Erro #3 — Modelo de CVI errado

O erro: Emitir o CVI no modelo UE para o UK, ou no modelo UE para os EUA, etc.

Por que é grave: Cada destino tem seu próprio modelo de CVI. UK (pós-Brexit) usa modelo GB diferente do Annex IV da UE. Austrália usa modelo DAFF. Japão usa modelo bilíngue MAFF. Usar o modelo errado invalida o certificado.

Como evitar: Mostre ao veterinário o destino exato e confirme o modelo que será usado antes de emitir.

Custo do erro: Novo CVI (R$ 500–R$ 1.200) + possível perda do voo

Erro #4 — CVI emitido com mais de 10 dias

O erro: Emitir o CVI com muito avanço — 15, 20 dias antes do voo.

Por que é grave: O CVI tem validade de 10 dias a partir da assinatura. Se o voo for no dia 30 e o CVI foi emitido no dia 15, ele está vencido na data do voo.

Como evitar: Emita o CVI nos 10 dias que precedem o embarque.
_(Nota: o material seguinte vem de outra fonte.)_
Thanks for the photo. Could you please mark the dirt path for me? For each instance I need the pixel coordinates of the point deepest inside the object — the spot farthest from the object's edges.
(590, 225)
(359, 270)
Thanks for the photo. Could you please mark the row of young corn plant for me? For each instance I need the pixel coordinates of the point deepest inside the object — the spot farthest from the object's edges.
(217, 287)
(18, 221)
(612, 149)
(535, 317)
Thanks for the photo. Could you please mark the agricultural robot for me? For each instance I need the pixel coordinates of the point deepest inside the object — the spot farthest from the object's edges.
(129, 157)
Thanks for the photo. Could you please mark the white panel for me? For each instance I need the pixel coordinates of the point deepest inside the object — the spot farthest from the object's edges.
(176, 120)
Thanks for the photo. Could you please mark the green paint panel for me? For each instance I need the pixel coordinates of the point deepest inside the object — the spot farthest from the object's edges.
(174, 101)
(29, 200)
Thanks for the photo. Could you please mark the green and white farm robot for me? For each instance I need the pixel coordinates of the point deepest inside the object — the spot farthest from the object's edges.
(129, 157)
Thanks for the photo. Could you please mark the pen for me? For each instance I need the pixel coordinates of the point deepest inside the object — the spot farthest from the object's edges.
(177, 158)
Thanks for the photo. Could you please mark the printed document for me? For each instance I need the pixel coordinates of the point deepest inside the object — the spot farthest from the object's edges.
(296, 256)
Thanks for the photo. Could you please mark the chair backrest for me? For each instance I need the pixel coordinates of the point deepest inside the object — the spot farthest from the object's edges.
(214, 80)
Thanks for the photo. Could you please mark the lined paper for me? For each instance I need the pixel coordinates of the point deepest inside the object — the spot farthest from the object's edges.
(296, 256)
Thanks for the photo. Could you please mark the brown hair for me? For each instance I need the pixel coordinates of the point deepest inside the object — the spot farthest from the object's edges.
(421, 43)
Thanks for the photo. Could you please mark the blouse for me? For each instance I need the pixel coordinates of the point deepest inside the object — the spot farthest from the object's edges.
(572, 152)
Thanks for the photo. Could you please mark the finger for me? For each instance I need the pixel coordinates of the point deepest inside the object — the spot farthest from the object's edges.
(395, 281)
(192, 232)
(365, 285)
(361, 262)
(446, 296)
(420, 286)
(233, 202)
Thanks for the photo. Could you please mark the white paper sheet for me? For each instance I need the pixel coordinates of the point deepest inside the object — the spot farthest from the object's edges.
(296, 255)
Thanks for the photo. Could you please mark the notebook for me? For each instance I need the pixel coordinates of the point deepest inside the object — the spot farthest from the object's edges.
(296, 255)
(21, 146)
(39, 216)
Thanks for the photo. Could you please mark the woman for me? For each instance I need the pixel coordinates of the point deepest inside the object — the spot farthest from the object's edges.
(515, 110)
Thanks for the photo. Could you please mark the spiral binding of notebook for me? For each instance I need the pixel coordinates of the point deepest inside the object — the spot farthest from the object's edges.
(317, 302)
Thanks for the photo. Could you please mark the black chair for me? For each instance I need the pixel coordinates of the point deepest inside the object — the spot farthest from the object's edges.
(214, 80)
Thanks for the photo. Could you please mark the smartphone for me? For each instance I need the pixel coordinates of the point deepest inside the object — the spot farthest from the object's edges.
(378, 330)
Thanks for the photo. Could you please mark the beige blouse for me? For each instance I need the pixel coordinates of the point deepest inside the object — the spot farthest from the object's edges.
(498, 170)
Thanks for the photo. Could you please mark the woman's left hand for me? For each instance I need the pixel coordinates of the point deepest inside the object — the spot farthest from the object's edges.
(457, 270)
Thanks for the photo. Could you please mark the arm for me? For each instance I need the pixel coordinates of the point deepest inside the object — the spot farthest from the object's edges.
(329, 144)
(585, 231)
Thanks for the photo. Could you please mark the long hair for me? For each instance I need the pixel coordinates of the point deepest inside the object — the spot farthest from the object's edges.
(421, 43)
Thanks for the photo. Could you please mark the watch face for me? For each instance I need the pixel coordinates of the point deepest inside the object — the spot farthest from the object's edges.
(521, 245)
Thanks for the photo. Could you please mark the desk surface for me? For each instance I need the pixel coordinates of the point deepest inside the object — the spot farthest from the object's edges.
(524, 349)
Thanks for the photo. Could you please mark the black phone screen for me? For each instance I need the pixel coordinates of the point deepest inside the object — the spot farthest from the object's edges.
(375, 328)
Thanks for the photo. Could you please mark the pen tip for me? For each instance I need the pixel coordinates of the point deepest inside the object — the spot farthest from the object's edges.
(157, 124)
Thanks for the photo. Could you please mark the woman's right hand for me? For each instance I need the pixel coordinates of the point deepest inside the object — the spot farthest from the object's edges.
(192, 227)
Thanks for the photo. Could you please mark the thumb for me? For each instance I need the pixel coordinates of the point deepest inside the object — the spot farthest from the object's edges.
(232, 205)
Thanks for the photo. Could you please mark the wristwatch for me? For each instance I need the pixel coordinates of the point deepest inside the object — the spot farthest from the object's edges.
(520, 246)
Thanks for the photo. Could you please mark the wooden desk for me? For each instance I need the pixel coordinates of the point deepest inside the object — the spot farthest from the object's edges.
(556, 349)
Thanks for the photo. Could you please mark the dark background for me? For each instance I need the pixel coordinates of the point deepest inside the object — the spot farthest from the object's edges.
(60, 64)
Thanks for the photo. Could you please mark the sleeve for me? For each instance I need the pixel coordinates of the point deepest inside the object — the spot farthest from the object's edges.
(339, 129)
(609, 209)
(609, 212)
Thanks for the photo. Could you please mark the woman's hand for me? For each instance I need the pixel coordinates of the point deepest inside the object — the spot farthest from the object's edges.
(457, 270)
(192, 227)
Planeje a consulta final para 3–7 dias antes do voo.

Custo do erro: Novo CVI urgente (pode ser difícil em fins de semana ou feriados)

Erro #5 — Contar os 90 dias da sorologia da data da coleta, não do resultado

O erro: Calcular que os 90 dias de espera começam quando o sangue foi coletado.
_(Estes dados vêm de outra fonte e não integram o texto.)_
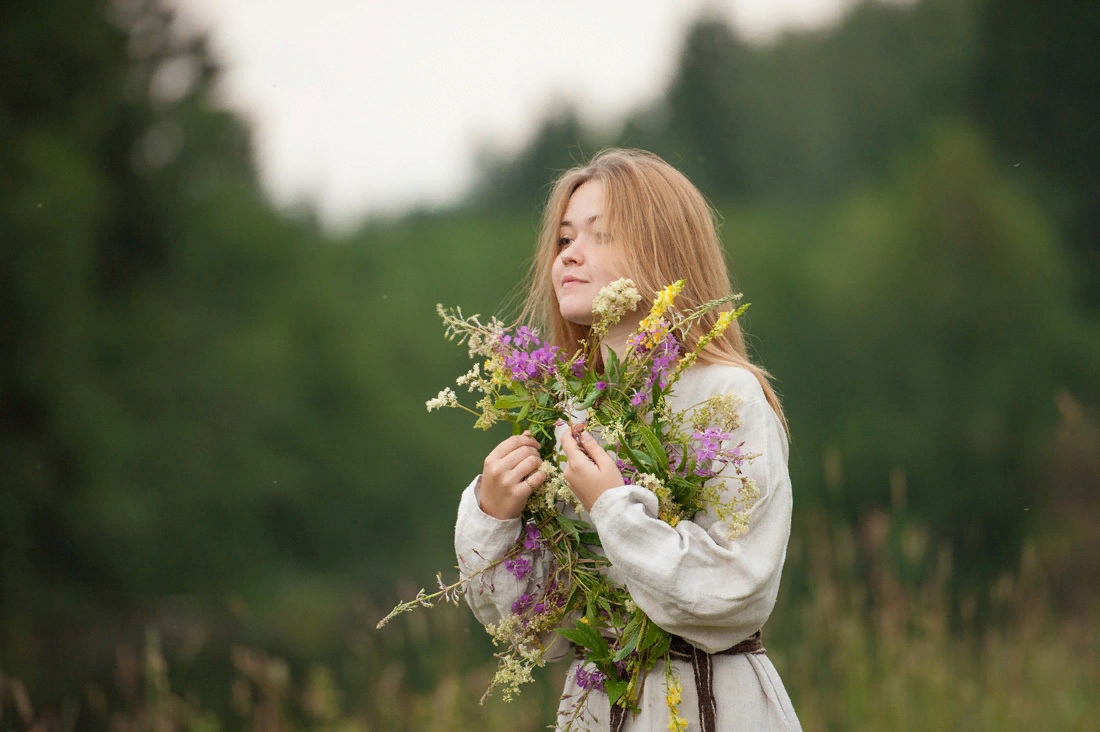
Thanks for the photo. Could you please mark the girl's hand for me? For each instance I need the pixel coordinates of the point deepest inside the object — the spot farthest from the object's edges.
(590, 470)
(510, 473)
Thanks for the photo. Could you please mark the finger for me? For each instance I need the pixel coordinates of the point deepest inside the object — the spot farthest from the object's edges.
(513, 444)
(595, 450)
(572, 450)
(528, 472)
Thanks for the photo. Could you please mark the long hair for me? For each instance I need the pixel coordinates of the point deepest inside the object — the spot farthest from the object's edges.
(668, 232)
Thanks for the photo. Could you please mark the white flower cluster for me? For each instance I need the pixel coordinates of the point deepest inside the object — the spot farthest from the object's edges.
(721, 412)
(614, 301)
(666, 506)
(446, 397)
(554, 489)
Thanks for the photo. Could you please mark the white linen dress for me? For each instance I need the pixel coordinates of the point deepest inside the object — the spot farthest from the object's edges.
(691, 579)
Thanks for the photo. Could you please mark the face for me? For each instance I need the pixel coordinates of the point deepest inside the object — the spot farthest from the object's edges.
(586, 258)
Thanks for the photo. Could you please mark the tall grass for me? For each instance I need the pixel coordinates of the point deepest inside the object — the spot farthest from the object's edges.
(868, 634)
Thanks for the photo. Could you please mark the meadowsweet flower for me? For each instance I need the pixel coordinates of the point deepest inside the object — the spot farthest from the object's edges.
(614, 301)
(531, 537)
(531, 384)
(721, 412)
(446, 397)
(593, 679)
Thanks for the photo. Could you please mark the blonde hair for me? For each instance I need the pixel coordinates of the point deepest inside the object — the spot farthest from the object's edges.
(668, 230)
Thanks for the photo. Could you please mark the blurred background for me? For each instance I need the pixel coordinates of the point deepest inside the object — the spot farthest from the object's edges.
(223, 229)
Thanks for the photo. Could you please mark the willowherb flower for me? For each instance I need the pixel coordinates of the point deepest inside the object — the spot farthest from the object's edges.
(519, 567)
(684, 458)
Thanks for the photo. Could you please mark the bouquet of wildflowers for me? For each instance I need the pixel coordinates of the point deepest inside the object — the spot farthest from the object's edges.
(677, 456)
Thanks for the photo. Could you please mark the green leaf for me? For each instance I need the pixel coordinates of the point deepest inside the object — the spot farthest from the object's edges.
(652, 443)
(615, 689)
(586, 637)
(510, 402)
(651, 636)
(639, 459)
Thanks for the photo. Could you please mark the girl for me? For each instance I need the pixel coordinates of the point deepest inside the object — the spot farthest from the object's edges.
(628, 214)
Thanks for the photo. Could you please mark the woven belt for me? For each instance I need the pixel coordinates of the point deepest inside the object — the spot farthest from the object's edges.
(702, 666)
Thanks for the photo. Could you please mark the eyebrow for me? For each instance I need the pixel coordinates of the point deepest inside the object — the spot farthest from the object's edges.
(590, 220)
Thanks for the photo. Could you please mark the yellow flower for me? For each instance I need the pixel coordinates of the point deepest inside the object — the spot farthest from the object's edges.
(664, 298)
(723, 323)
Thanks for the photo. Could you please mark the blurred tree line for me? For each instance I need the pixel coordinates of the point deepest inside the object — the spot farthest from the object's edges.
(215, 408)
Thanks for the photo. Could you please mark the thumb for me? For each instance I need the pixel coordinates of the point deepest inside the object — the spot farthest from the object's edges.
(595, 450)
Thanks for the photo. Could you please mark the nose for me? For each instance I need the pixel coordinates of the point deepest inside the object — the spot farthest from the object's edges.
(573, 253)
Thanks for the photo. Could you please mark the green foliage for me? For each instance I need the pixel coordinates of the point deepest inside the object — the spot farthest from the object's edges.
(212, 411)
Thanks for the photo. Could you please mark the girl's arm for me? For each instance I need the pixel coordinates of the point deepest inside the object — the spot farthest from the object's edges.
(480, 539)
(692, 579)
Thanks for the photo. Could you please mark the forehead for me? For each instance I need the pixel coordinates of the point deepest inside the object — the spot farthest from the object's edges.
(585, 205)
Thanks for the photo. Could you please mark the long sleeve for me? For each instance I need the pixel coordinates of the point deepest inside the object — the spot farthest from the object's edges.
(691, 579)
(481, 539)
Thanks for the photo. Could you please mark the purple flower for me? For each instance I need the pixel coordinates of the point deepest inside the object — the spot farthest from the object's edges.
(521, 366)
(519, 567)
(593, 679)
(532, 539)
(707, 448)
(521, 603)
(526, 337)
(545, 357)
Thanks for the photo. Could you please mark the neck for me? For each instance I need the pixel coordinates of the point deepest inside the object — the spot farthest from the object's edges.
(615, 340)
Por que é grave: Os 90 dias (UE/UK) ou 180 dias (AU/JP) contam a partir da data do resultado positivo da sorologia — não da coleta. A coleta → resultado leva 3–6 semanas. Se você errar o cálculo, chegará no destino com 1–2 meses antes do prazo.
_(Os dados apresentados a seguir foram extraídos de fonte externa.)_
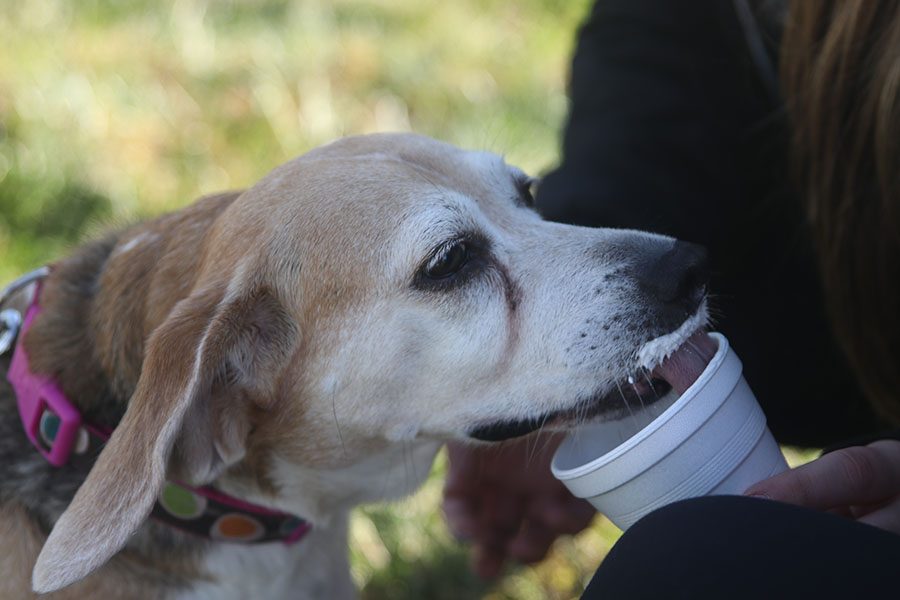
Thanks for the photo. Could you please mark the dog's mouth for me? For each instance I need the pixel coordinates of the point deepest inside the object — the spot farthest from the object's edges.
(674, 365)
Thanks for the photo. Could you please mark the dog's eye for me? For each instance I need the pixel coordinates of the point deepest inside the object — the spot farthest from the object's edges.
(526, 186)
(447, 260)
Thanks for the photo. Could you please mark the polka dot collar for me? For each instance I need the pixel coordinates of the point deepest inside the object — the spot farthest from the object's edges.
(57, 430)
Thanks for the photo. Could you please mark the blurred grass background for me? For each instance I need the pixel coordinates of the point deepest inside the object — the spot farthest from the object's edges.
(114, 110)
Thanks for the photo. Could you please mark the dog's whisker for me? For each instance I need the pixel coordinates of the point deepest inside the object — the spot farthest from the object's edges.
(336, 424)
(627, 406)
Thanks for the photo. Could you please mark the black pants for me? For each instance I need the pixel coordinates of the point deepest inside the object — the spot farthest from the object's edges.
(737, 547)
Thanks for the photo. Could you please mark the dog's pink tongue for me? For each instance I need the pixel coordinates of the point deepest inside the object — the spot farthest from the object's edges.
(686, 364)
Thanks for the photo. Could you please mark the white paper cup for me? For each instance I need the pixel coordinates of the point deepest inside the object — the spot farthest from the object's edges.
(711, 440)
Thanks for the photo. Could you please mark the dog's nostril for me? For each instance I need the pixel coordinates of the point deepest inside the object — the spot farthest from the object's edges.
(676, 276)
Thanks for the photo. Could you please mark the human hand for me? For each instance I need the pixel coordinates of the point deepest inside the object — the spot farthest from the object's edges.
(505, 501)
(861, 483)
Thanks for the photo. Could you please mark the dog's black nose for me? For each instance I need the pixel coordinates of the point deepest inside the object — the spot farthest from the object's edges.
(676, 278)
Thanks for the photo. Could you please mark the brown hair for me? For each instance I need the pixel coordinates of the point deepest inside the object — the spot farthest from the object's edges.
(841, 75)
Como evitar: Pegue o laudo da sorologia com a data do resultado. Conte 90 dias a partir dali (ou 180 para AU/JP).

Custo do erro: Pet pode ser barrado na fronteira ou detido

Erro #6 — Entrar por aeroporto sem PIF (destinos UE)

O erro: Comprar voo que pousa em aeroporto europeu sem Posto de Inspeção Fronteiriço ativo para pets.

Por que é grave: Para entrar na UE com pet de país terceiro, o aeroporto de chegada DEVE ter PIF veterinário ativo. Aeroporto de Faro (Portugal), por exemplo, não tem PIF para pets não-UE.

Como evitar: Confirme se o aeroporto de chegada tem PIF veterinário antes de comprar o voo. Lisboa (LIS), Porto (OPO), Frankfurt (FRA), Paris CDG, Madrid (MAD) têm PIF.

Custo do erro: Pet pode ser recusado na entrada ou redirecionado para aeroporto com PIF (custo imprevisível)

Erro #7 — Não reservar o pet na companhia aérea antecipadamente

O erro: Comprar o bilhete humano e esperar para "resolver o pet depois".

Por que é grave: Vagas para pets são limitadas por voo (geralmente 2–4 pets por cabine, número limitado no porão). Se você não reservar com antecedência, o pet pode ficar de fora.

Como evitar: Reserve o pet simultaneamente ao bilhete humano. Ligue para a companhia (geralmente não é feito online).

Custo do erro: Ter que mudar a data do voo para encontrar disponibilidade

Erro #8 — Praziquantel fora da janela (UK)

O erro: Aplicar o Praziquantel no momento errado — fora da janela de 24–120 horas antes da chegada ao UK.

Por que é grave: A janela é exata. Se o Praziquantel foi dado 121 horas antes (5h e 1 minuto além da janela), o cão fica em quarentena no aeroporto britânico até que um novo tratamento seja feito e o prazo seja cumprido. Custo: GBP 100–200/dia.

Como evitar: Calcule com precisão de horas, não só de dias. Agende a visita veterinária no Brasil para exatamente 48–72h antes da chegada prevista no UK.

Custo do erro: Quarentena no UK + custo imprevisível

Erro #9 — Braquicefálicos no porão em clima quente

O erro: Colocar um Bulldog, Pug ou Shih Tzu no porão em rotas de verão para destinos quentes.

Por que é grave: Braquicefálicos têm dificuldade respiratória aumentada com calor e estresse. No porão, mesmo climatizado, podem ter crise. A maioria das companhias proíbe exatamente por esse motivo. Mas alguns tutores tentam — e há casos de mortalidade.

Como evitar: Braquicefálicos devem ir na cabine (peso dentro do limite) ou ter transporte via agente especializado com supervisão veterinária.

Erro #10 — Não verificar raças proibidas no destino

O erro: Levar Pit Bull, Fila Brasileiro ou Dogo Argentino para UK, Austrália ou Nova Zelândia sem verificar a legislação.

Por que é grave: Essas raças são proibidas nesses países. O pet será recusado na fronteira e enviado de volta ao Brasil (ou pior).

Como evitar: Verifique as leis de raças do país de destino antes de qualquer planejamento. Ver artigo específico sobre raças proibidas por país.